The ship recycling market has returned to a “gloomy” state over the course of the past week. In its latest weekly report, shipbroker Clarkson Platou Hellas commented that “this week clearly sums up the difficulties associated with the ship recycling industry and shows how each seven-day period can differ. Contradicting recent reports, Bangladesh has found old problems returning with the restrictions surrounding the foreign exchange and opening of Letters of Credit resurfacing. There are reports of several vessels, recently arrived to the anchorage at Chattogram, now idle waiting for the L/C’s to open. Market sentiment has also affected the recyclers mentality as a declining trend is being promoted from the waterfront with many now providing indications lower compared to recent weeks. With Ramadan coming to an end, the hope is that a resurgence of interest and improved price levels will arrive from the recyclers from Bangladesh in a couple of weeks’ time, after their EID holidays. Elsewhere, Indian remains the more stable market of the Sub. Continent destinations and the lack of tonnage supply should ensure price levels maintain their firm stance”, the shipbroker concluded.
Meanwhile, in a separate note this week, GMS (www.gmsinc.net), the world’s leading cash buyer of ships, added that “a comparable gloom has descended across all of the major ship recycling destinations whilst prices, demand, and sentiments are all retreating, as a miserable supply of tonnage and continued struggles on L/C financing issues plague the most recent deliveries into Bangladesh and Pakistan, the recycling industry has certainly been through a tough and quiet week. The ongoing month of Ramadan has also led to much softer sentiments across the board, as ongoing religious festivities are observed, and business takes a backseat for the time being. Volatile steel plate prices have not helped the current situation brewing at the various recycling destinations either, and this has seen most end users of fresh tonnage abstain from buying, choosing instead to wait and watch developments and how the market opens post Ramadan, before offering afresh on any new vessels being proposed”.
According to GMS, “the primary problem for recyclers at all the major locations is the ongoing and noticeably painful shortage in the supply of vessels for recycling, as freight markets in Dry Bulk and Containers have shown some renewed positivity of late. As such, after a decade long low supply and activity, last year even though it seemed as though it would been an overall busy and bullish start to 2023 for the major recycling markets.
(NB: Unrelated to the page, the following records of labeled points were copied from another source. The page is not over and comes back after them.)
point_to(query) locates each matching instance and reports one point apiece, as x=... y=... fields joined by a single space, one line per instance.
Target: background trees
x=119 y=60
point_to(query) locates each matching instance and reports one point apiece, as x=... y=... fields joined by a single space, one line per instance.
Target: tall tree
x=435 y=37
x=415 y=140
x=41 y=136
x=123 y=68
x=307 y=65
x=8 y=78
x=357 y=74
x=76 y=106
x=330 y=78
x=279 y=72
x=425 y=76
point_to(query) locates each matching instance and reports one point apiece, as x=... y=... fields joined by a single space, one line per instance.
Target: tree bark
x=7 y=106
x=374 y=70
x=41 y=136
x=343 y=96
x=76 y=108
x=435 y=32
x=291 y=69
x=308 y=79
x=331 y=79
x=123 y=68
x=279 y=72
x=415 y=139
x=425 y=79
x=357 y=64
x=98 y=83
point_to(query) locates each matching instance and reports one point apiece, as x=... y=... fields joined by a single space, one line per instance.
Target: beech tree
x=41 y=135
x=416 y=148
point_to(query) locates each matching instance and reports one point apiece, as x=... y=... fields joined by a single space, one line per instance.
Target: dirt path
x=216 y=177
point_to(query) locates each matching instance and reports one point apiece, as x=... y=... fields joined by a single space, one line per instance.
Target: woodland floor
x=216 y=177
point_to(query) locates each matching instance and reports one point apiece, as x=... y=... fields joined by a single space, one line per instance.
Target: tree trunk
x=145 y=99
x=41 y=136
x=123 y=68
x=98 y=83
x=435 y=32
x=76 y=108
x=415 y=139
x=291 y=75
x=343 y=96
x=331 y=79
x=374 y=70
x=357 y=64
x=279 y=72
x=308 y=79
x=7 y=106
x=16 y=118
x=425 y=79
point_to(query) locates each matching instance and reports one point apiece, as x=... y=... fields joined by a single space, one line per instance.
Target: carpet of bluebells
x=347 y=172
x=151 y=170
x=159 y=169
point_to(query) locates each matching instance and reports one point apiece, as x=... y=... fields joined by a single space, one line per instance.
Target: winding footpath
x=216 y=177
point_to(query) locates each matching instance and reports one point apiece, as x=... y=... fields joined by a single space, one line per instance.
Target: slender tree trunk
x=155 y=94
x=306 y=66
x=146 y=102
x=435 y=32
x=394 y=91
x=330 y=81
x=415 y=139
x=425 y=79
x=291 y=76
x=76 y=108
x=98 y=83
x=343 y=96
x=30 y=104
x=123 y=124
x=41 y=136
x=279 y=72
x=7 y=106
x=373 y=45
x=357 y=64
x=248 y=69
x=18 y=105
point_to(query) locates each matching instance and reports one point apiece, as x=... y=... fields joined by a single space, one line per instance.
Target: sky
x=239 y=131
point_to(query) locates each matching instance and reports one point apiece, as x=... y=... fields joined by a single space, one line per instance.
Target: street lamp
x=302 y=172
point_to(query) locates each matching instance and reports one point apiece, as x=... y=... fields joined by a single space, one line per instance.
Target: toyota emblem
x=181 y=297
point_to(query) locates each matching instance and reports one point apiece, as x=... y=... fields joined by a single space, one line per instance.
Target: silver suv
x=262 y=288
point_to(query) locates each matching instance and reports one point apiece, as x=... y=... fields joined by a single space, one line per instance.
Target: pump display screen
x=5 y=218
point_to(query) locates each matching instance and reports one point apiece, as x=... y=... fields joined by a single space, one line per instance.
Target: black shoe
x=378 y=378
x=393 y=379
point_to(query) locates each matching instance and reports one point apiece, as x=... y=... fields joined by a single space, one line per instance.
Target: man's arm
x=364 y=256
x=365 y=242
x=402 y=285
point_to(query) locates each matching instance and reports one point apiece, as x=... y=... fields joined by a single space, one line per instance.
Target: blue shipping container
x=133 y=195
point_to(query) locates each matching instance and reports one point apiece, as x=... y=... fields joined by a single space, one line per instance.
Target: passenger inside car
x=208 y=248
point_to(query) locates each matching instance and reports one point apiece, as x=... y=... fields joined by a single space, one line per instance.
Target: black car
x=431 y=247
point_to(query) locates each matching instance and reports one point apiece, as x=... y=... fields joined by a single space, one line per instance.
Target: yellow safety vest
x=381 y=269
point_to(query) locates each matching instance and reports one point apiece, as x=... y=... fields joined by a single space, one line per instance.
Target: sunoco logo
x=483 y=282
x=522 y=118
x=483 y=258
However, things seem to be easing off even before May arrives and the customary cooling of performance in the sub-continent markets due to the oncoming Monsoon season will only further aggravate the present situation – despite the state of supply and the current (and plenty of) availability of space at dormant plots. Making matters worse, with both Bangladesh and Pakistan markets still requiring lengthy central state bank approval processes to open new L/Cs, it is certainly going to be a painful process to get vessels delivered (in time) moving forward, and patience / extra waiting times will certainly be required from those Owners / Cash Buyers seeking to deliver units moving forward. Lastly, the Turkish market echoes virtually identical sentiments and fundamentals as the sub-continent markets, including the Lira, which continues to relapsefurther every week.